Dubai real estate is never easy to understand. During the boom years leading up to 2008, property analysts often referred to the emirate’s “wow factor” to explain the unexplainable – why was real estate so attractive?

Today, Dubai’s property market is as difficult to understand as ever. While overall prices are flat this year, prices for high-quality properties in popular locations are creeping up and developers say a new boom could be in the making.

As always in Dubai, the rumour mill is working overtime and there is wide-ranging speculation about why prices are going up. Theories include money laundering, regional investors relocating funds from countries affected by the Arab Uprisings and basic supply and demand.

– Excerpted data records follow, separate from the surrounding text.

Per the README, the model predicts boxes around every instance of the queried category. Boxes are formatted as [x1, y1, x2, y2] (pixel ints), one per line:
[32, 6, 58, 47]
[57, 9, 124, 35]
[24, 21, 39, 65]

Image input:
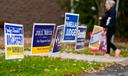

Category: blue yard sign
[4, 23, 24, 59]
[52, 25, 64, 53]
[31, 23, 55, 55]
[76, 26, 87, 50]
[63, 13, 79, 42]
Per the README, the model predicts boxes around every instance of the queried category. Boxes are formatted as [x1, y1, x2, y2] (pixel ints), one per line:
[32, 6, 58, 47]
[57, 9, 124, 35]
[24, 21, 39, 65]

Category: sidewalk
[25, 51, 128, 65]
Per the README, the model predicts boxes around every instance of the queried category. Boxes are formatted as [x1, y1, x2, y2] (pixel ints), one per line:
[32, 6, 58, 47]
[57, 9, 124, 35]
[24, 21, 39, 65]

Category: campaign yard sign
[31, 23, 55, 55]
[76, 26, 87, 50]
[4, 23, 24, 59]
[63, 13, 79, 42]
[89, 25, 107, 52]
[52, 25, 64, 53]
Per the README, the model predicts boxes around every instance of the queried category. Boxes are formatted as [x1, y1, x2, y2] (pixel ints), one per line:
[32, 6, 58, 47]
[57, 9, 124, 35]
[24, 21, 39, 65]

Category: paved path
[80, 65, 128, 76]
[1, 51, 128, 76]
[25, 51, 128, 64]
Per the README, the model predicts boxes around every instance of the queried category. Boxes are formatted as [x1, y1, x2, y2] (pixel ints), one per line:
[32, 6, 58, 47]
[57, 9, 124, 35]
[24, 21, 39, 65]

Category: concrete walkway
[25, 51, 128, 65]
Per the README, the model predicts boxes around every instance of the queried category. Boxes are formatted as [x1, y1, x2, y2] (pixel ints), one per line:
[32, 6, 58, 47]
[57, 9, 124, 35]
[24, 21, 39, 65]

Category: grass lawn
[0, 56, 111, 76]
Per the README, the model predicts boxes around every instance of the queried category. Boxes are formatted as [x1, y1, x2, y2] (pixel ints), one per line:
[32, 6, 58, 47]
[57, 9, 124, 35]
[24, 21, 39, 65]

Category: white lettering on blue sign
[35, 29, 52, 36]
[65, 29, 76, 36]
[66, 21, 77, 27]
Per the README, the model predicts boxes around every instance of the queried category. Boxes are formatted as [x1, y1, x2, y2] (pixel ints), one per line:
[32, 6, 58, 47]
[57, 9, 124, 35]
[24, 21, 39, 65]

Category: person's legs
[106, 29, 112, 54]
[106, 29, 120, 57]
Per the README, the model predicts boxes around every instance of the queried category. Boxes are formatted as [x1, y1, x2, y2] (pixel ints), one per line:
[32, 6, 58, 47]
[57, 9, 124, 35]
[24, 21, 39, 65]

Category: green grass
[0, 56, 109, 76]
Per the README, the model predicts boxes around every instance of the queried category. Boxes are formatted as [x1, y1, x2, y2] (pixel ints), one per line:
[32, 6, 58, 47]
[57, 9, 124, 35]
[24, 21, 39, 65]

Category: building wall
[0, 0, 65, 36]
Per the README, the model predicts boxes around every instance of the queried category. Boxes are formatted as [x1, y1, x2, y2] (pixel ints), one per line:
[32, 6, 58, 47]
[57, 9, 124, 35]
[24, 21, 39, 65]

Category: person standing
[100, 0, 121, 57]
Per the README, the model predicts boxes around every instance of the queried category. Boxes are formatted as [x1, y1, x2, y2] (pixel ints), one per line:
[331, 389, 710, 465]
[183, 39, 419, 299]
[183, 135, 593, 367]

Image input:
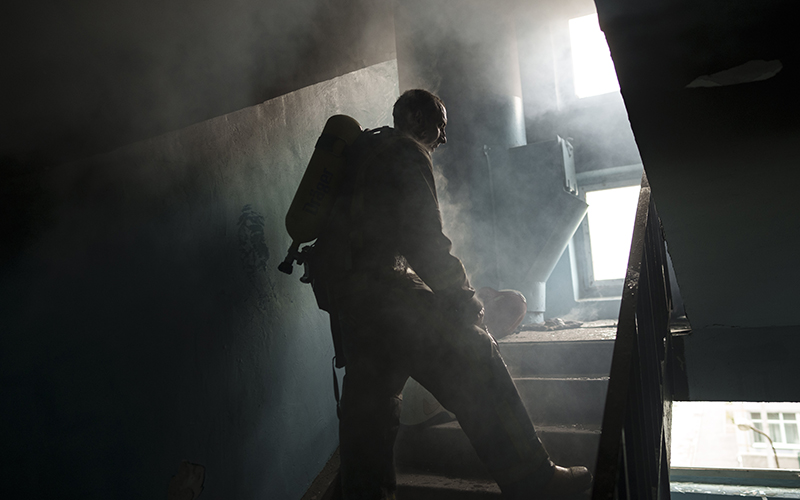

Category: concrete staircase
[395, 321, 616, 500]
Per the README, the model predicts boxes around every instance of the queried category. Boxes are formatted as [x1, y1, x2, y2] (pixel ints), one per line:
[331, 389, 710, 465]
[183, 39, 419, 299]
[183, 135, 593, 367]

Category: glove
[436, 288, 483, 326]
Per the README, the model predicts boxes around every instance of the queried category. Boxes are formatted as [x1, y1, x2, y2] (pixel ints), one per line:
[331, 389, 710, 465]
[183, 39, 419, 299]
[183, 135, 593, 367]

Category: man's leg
[410, 318, 555, 498]
[339, 334, 408, 500]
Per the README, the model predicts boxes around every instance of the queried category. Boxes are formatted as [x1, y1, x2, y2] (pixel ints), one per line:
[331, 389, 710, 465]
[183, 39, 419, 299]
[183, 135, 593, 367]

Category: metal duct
[490, 137, 589, 323]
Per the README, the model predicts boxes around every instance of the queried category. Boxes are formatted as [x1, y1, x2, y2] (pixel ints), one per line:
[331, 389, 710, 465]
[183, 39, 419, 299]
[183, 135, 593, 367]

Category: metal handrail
[592, 175, 682, 500]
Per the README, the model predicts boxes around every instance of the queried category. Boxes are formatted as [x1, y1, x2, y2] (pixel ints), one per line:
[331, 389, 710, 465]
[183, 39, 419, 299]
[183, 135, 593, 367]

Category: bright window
[586, 186, 639, 281]
[569, 14, 619, 97]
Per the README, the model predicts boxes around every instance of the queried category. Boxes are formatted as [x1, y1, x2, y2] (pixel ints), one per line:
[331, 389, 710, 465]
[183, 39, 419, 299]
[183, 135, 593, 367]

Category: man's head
[392, 89, 447, 152]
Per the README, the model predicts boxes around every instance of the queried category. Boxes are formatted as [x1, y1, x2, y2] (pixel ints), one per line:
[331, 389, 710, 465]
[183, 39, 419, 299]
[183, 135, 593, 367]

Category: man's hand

The developers say their sales are with end-users, which proves the demand is there – and with most of the stalled projects in Dubai now complete, new stock is needed. So far the best-performing sector is villas, which cater for families residing in the emirate.

New projects will breathe life into the economy. Since 2008, the economy has stalled and although Dubai’s reputation as a trading hub helped to prevent a complete collapse, it is not able to deliver the growth so many companies in the region had become accustomed to.

Billions of dollars of capital expenditure on projects will deliver that growth. So far, this has not happened, but the first steps have been taken. Nakheel has awarded some contracts this year and Emaar properties has tendered new work. Although a few other developers, notably the local Al-Fattan Properties and Al-Habtoor Group, have started work on major new projects, others are still struggling to move ahead without funding from off-plan sales.

Over the next six months, Dubai will discover whether investors have the appetite to fund another real estate and construction boom, or just selected projects in established locations. If investors remain cautious, then Dubai will return to being what it always was, a steady market without the “wow”.